Letting go of control to the cancer team was easier than I would have thought it would be. The scary things were when I had to face my mortality, as well as the pain, and the finances. The doctors quickly demonstrated their ability to manage the pain, although the peripheral neuropathy, which I’ve had since the very first chemo, has never gone away and occasionally interferes with sleeping. I’ve been told that the experience of childbirth is very traumatic, but that the body has a way of making you forget about it. The same thing goes for the trauma of cancer. The reaction to diagnosis and treatment is to block it out. For me, it was the drugs that helped block the pain.

Napping and Waiting

During treatment, I was on my own for periods of time. Bruce came to town when I was hospitalized and at some other times during the chemo regimen, but otherwise I was mostly alone. I had a body worker treating me weekly to help manage the effects of chemo. I found my oncologist to be unusually empathetic, like a doctor from a TV sitcom, and I continue to see him twice a year because I can talk with him in ways that I can’t with others.

But the hardest part of the whole experience was really the exhaustion. Luckily, I had the leisure to take naps when I needed them.  The chemo also was tough—eight-hour infusions. And my sense of taste was totally altered. This would last for a few days after each infusion. Food was one of the great pleasures in my life before chemo and it became hard to enjoy it during treatment.

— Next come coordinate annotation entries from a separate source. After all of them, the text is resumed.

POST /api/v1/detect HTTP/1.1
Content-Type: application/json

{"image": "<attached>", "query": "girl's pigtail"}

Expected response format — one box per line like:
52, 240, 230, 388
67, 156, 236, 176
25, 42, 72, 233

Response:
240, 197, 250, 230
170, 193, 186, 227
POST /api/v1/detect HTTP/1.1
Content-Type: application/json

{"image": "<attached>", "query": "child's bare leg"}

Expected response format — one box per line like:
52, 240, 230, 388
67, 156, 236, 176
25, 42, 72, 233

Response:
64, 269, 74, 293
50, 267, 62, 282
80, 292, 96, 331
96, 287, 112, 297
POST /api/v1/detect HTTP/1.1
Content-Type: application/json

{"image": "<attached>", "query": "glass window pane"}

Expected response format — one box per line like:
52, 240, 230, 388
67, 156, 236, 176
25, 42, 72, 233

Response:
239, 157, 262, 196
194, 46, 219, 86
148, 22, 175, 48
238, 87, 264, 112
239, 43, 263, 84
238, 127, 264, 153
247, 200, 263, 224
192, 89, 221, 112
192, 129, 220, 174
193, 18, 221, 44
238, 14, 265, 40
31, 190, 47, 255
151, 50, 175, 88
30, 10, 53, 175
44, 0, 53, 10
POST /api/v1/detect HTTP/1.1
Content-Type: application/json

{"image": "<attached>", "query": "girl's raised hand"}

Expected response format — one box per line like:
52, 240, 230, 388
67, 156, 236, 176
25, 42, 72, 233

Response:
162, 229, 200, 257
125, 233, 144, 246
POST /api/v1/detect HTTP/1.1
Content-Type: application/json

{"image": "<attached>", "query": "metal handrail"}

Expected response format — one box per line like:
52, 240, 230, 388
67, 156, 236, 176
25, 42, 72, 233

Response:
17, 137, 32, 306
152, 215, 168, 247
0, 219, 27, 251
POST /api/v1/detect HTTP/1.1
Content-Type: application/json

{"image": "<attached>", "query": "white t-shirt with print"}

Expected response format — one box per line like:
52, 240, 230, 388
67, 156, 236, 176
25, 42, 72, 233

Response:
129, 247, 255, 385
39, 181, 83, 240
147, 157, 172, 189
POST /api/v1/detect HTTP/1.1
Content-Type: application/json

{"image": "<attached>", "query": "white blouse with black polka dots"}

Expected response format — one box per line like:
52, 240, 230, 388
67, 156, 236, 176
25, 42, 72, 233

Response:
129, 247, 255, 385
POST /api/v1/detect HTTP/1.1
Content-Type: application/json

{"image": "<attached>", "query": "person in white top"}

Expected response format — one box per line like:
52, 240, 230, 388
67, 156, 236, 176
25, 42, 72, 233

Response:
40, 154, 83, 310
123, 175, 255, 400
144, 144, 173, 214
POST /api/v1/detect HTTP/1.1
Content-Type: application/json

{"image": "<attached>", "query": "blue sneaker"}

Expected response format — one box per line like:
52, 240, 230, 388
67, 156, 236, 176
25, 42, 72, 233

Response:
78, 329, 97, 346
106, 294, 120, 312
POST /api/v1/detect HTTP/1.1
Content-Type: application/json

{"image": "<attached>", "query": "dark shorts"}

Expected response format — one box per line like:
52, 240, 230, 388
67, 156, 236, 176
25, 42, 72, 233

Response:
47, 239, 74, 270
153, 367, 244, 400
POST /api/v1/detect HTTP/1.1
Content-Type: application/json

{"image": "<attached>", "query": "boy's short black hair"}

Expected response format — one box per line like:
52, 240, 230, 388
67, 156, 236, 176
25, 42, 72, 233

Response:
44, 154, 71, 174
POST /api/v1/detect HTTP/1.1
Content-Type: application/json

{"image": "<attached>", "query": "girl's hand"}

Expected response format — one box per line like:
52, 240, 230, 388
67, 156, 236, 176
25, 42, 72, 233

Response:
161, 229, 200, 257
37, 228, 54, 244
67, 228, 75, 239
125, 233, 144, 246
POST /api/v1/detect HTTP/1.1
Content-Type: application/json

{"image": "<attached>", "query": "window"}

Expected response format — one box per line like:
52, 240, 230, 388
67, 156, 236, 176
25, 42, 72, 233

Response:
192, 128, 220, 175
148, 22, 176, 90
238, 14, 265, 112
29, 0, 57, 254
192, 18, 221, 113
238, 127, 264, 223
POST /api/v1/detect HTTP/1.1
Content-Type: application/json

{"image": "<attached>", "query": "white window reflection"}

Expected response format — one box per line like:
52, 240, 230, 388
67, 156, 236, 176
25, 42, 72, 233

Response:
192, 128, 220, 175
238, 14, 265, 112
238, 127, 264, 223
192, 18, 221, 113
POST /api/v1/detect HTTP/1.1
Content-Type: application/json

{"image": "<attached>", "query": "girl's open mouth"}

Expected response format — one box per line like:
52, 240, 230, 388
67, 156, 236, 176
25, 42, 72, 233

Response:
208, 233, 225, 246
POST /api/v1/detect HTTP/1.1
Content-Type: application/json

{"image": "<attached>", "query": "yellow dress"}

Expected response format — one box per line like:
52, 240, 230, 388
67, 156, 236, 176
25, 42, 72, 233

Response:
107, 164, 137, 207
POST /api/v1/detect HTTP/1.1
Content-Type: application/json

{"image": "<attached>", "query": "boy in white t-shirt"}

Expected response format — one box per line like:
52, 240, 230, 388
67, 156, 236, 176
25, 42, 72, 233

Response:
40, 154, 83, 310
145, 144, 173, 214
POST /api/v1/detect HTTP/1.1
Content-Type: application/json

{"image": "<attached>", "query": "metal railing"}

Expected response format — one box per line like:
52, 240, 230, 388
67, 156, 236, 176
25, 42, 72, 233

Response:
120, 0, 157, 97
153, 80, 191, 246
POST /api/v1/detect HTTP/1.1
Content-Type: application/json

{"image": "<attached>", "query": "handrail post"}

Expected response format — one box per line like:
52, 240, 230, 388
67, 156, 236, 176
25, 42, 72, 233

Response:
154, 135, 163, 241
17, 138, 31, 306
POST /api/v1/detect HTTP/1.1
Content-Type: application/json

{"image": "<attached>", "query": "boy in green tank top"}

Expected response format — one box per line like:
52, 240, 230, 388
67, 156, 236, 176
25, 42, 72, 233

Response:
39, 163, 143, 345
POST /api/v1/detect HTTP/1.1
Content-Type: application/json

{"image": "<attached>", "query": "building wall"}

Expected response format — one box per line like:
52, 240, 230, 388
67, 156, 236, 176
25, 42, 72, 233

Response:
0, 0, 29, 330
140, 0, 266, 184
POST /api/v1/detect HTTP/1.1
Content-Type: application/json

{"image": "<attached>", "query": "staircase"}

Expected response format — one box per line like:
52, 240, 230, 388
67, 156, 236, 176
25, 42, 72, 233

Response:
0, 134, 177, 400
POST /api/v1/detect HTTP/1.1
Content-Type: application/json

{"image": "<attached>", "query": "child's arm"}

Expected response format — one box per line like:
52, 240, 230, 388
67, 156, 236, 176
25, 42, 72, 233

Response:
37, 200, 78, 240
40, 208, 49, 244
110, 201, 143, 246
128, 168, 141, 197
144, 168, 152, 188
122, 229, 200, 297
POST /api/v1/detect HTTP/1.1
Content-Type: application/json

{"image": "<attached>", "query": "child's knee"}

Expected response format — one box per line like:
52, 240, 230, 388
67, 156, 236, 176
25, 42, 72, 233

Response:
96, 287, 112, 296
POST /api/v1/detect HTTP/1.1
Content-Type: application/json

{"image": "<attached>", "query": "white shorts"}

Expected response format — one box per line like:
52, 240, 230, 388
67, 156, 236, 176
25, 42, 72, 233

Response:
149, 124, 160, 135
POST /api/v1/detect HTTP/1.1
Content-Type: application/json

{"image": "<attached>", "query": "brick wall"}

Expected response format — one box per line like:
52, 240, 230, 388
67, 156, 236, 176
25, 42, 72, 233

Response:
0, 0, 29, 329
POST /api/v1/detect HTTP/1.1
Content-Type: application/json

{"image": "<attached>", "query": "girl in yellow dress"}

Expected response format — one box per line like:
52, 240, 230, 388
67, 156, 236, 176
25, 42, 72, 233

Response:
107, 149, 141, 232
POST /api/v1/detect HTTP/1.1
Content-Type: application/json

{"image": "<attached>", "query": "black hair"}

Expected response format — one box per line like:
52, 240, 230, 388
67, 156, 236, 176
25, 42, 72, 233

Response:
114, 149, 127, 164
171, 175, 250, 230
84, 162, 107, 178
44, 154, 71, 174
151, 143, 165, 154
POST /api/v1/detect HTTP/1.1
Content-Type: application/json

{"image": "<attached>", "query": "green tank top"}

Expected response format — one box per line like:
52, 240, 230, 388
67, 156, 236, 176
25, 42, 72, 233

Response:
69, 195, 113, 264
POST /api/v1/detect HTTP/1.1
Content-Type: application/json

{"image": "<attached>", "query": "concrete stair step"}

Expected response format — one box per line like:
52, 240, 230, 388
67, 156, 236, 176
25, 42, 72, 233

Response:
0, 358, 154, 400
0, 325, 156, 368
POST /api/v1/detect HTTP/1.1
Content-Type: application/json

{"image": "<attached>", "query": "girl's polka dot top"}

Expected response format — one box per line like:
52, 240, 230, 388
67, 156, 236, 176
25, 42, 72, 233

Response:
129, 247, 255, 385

I did feel some anxiety around the testing—my natural pessimism prepared me for that. But the most surprising thing was after I did the stem cell transplant and they discovered the NHL. Even the transplant doctors were puzzled. Throughout the experience, I always hoped that I could just “do nothing,” and the doctor wasn’t opposed to watchful waiting, but if a test wasn’t good, it was on to the next thing.

Living the Life

I realized that life is finite. While I wanted my treatments to work, I was resigned to them failing, so I was pleasantly surprised when things worked out in the end. I’m almost seven years cancer free. I wasn’t sure I wanted to go through the transplant process, but my doctor said it would give me 30 years of life that I wouldn’t otherwise have. I’ve been given seven of those already, so I’m pretty pleased.

I think I live differently today; Having been treated for cancer, I have a very different response than friends and family looking at it from the outside. I have a better understanding that people are different, and I’m more tolerant of that.  

I am mostly recovered from all of this. The first chemo damaged the nerves in my feet, so now some parts don’t feel heat, and some don’t feel touch. My hip gives me trouble if I walk too much, particularly outdoors, and I developed heart issues, which the doctor says is possibly a delayed result of the chemo. When added up, I haven’t had any more misfortune than the average person…maybe less. I seem to be happy; I have no explanation for it, but I am pleased to be alive and pleased to be living the life I am living.